There are many valid reasons for wanting to change your name legally. Maybe your name is in a foreign language, and you’re tired of people having difficulty pronouncing and spelling it. Maybe you’ve always hated your name because it’s shared by a comic book villain that nobody likes. Or maybe you’re just getting married, and you want to adopt the surname of your spouse.
Whatever the case, you want a new name, and there are processes in place to help you get it. What is the process for changing your name legally?
Every Location Is Different
First, understand that every location is slightly different. Changing your name in the UK is not the same as changing your name in the United States; states in the US each have unique procedures for how people within those states should change their names. Before you proceed with a name change, you should review the rules and regulations that apply to you. You can do this by navigating to your government’s website for information on legal name changes.
The Typical Process
As we’ve established, the legal name change process is going to look a little different in each country and in each state.

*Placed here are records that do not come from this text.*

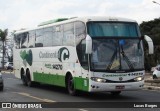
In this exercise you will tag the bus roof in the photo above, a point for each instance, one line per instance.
(83, 19)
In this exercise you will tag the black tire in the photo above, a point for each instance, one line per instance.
(115, 93)
(28, 79)
(1, 88)
(70, 85)
(23, 78)
(155, 77)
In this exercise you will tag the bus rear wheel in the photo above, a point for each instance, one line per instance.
(70, 85)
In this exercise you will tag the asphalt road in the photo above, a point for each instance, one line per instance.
(15, 91)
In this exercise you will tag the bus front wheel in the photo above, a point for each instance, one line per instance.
(70, 85)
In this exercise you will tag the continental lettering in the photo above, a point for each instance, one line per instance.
(48, 55)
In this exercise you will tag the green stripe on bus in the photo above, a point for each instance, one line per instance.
(59, 80)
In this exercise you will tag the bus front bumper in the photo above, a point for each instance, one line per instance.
(96, 86)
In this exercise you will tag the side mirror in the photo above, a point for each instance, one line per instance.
(88, 45)
(150, 44)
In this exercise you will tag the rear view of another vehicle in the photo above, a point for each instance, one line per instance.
(156, 73)
(1, 82)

However, most processes look something like this:
· Research Name Changes in Your Area
First, you should understand how legal name changes work in your area. What is the governmental body responsible for managing this? What are the valid and invalid reasons for requesting a name change? What types of paperwork do you need? What are the steps of the process? And what are the chances that your requested name change won’t be approved? Depending on the complexity of your name change, you may want to hire a lawyer – but most people can handle this on their own.

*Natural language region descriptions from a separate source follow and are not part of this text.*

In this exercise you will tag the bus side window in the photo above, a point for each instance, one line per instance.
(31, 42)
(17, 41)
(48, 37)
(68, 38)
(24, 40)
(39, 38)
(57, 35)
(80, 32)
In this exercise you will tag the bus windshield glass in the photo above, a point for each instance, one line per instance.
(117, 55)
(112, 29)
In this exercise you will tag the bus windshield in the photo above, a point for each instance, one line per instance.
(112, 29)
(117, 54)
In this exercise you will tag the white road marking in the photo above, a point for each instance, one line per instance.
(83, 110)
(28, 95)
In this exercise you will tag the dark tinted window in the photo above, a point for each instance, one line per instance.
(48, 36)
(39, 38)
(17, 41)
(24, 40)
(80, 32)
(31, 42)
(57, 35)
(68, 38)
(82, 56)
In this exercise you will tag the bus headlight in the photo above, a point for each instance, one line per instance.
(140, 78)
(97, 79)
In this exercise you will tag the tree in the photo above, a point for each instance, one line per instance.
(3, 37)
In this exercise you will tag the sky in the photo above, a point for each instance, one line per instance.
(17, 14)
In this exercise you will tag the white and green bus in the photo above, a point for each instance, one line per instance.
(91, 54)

· Obtain and Fill out the Right Forms
Next, you’ll need to obtain and fill out the right forms. Typically, you’ll need to provide information like your previous name, the new name you desire, your motivations for changing your name, and other pieces of personal information. The state will use this information to determine whether your name changes are appropriate; it will also use these forms to make the documentation official.
· Provide Evidence (If Necessary)
In some cases, you may need to provide additional paperwork or evidence that your name change is legitimate. For example, if you’re changing your name because you’re getting married, you may need to provide your marriage license.
In some areas, you must be actively using a name before you can legally change it, so you may need to provide evidence that other people are already using this name for you.
· Undergo a Background Check
Depending on where you’re changing your name and why you’re changing your name, you may be forced to undergo a background check. Typically, this background check is not intensive, but it gives a regulating body a chance to ensure you’re not changing your name for criminal reasons or nefarious purposes.
· Post Public Notice
In some areas, you may be required to post public notice of your name change to announce it in your community. Most of the time, posting a small announcement in a local newspaper is sufficient.
· Attend a Name Change Hearing
You may also be required to attend a name change hearing. This is typically a simple court proceeding in which a judge reviews your motivations for the name change, asks you a few questions, and formalizes the change.
· Update Your Personal Documents
Once you’ve officially changed your name in a legal capacity, you’ll need to update all your personal documents. Your driver’s license and your other forms of identification will no longer reflect your accurate name.
You’ll also want to change your name on deeds, your voter registration, and anything else tied to your identity.
· Update Your Accounts and Records
You’ll also need to update your accounts and records. Contact your bank to update your name on your mortgage (if applicable), and change your name on bank accounts, credit cards, utilities, student loans, hospital records, and other personal records.
· Start Using Your New Name Officially
If you haven’t already, you can start using your new name officially. Let all your friends and family members know that your name change is complete and that you no longer want to be referred to by your old name. Be prepared for a bit of a learning curve; not everyone will remember to use your new name right away.
As long as you have a legitimate reason for wanting to change your name, it should be relatively easy to make the change legally. Depending on where you live and why you want to change your name, you may be able to complete the process in just a few weeks.